Au Japon le cinéma muet se caractérisait par l’absence d’accompagnement musical (pianiste…), mais un benshi (« homme qui parle ») bonimenteur l’agrémentait de commentaires. Souvent plus populaire que les acteurs eux-mêmes, il y ajoutait sa touche personnelle, ce qui donnait sans doute à chaque séance sa tonalité propre et une vivacité unique : même désormais privé de benshi, le film n’en manque pas. Yasujirô Ozu manie avec virtuosité le burlesque mais son humour se fonde davantage sur l’expression des visages que sur la gestuelle ou les situations. La volonté de retenue et d’économie de moyens du réalisateur est évidente et différencie Gosses de Tokyo des films burlesques américains de la même époque, parfois plus axés sur le comique de situations. Le réalisateur s’attache avant tout à saisir l’expressivité des enfants. Ainsi lorsque l’un d’entre eux jette un regard méprisant aux parents ou aux adversaires potentiels, le moindre froncement de sourcil est saisi grâce à l’utilisation constante de gros plans ou de plans rapprochés, ce qui permet de croquer les mines, les changements d’humeur avec bonheur.

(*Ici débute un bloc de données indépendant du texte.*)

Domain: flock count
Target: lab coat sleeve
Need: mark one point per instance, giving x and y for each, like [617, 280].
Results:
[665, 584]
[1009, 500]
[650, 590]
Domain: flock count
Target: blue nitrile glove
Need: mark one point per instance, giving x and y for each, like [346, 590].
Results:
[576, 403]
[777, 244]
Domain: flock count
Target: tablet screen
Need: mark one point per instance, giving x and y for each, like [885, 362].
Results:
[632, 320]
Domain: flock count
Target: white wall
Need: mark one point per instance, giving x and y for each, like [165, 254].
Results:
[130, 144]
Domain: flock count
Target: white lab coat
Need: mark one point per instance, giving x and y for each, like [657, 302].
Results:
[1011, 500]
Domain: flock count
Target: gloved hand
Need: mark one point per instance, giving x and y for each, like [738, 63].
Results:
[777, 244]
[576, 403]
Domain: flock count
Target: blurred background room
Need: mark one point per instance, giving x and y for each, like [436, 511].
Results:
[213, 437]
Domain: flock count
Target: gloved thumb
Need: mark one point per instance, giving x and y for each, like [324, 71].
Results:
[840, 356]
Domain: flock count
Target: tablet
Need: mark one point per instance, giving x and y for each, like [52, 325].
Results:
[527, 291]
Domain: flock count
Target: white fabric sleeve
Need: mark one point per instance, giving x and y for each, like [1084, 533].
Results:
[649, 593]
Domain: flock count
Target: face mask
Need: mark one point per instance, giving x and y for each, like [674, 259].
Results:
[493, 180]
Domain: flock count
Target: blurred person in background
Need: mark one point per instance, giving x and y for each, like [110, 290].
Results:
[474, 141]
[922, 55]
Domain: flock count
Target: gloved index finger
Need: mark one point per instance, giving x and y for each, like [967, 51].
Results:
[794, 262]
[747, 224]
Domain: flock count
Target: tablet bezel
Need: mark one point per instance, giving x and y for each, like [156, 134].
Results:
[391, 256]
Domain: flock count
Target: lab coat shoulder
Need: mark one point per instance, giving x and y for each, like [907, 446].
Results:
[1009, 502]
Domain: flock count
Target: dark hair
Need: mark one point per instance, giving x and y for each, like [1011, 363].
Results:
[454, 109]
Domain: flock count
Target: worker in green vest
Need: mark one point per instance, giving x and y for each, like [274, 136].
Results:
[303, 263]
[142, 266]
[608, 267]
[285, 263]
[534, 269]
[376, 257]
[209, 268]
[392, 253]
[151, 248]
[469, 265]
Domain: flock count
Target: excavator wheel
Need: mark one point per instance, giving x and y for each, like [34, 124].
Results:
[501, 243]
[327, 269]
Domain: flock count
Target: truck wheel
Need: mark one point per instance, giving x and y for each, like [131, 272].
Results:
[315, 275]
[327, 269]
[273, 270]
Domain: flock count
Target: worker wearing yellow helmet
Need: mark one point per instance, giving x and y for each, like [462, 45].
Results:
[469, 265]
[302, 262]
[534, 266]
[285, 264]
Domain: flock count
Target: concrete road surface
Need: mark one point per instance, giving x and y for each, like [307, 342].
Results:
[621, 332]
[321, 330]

Les relations entre les gosses de la banlieue aisée de Tokyo sont mises en évidence et forment l’un des ressorts comiques du film. Le cinéaste capte l’enfance dans son effervescence et souvent également dans sa cruauté, particulièrement visibles dans un hilarant rituel de soumission qui consiste après les bagarres à poser des sandales de bois sur la tête des vaincus. Cette prédisposition au burlesque évident s’étend aux nombreux rituels d’initiation qui sont autant de signes d’appartenance au groupe : batailles, gobages d’œufs, etc. Les deux héros viennent d’emménager avec leurs parents et doivent désormais faire face aux camarades de classes et autres éléments parfois hostiles, tandis que le père de famille déménageant est désormais plus proche de son bureau. L’extraordinaire lucidité du cinéaste consiste à juxtaposer les scènes qui présentent les enfants entre eux avec celles qui montrent le père dans son milieu de travail ou aux côtés de son patron. Les courbettes, l’obséquiosité à l’égard du chef d’entreprise, les remarques envieuses des autres employés, tout rappelle les rites de socialisation des gamins et concourt à donner une vision infantilisée de la vie sociale. Le parallèle est permanent et culmine dans deux scènes analogues où le père et ses enfants, les uns à l’école, les autres au bureau doivent se livrer avec la même maladresse burlesque à des exercices militaires.
À l’aube de sa cinématographie, Ozu questionne les liens sociaux. Si le cinéaste s’approche par moment de la caricature légère, son œuvre est empreinte d’une belle mélancolie et d’une infinie tendresse pour ses personnages. Lorsque les collègues de travail moqueurs se regroupent pour médire sur la relation privilégiée qui unit le père au patron, ce sont les mêmes enfants qui ont grandi.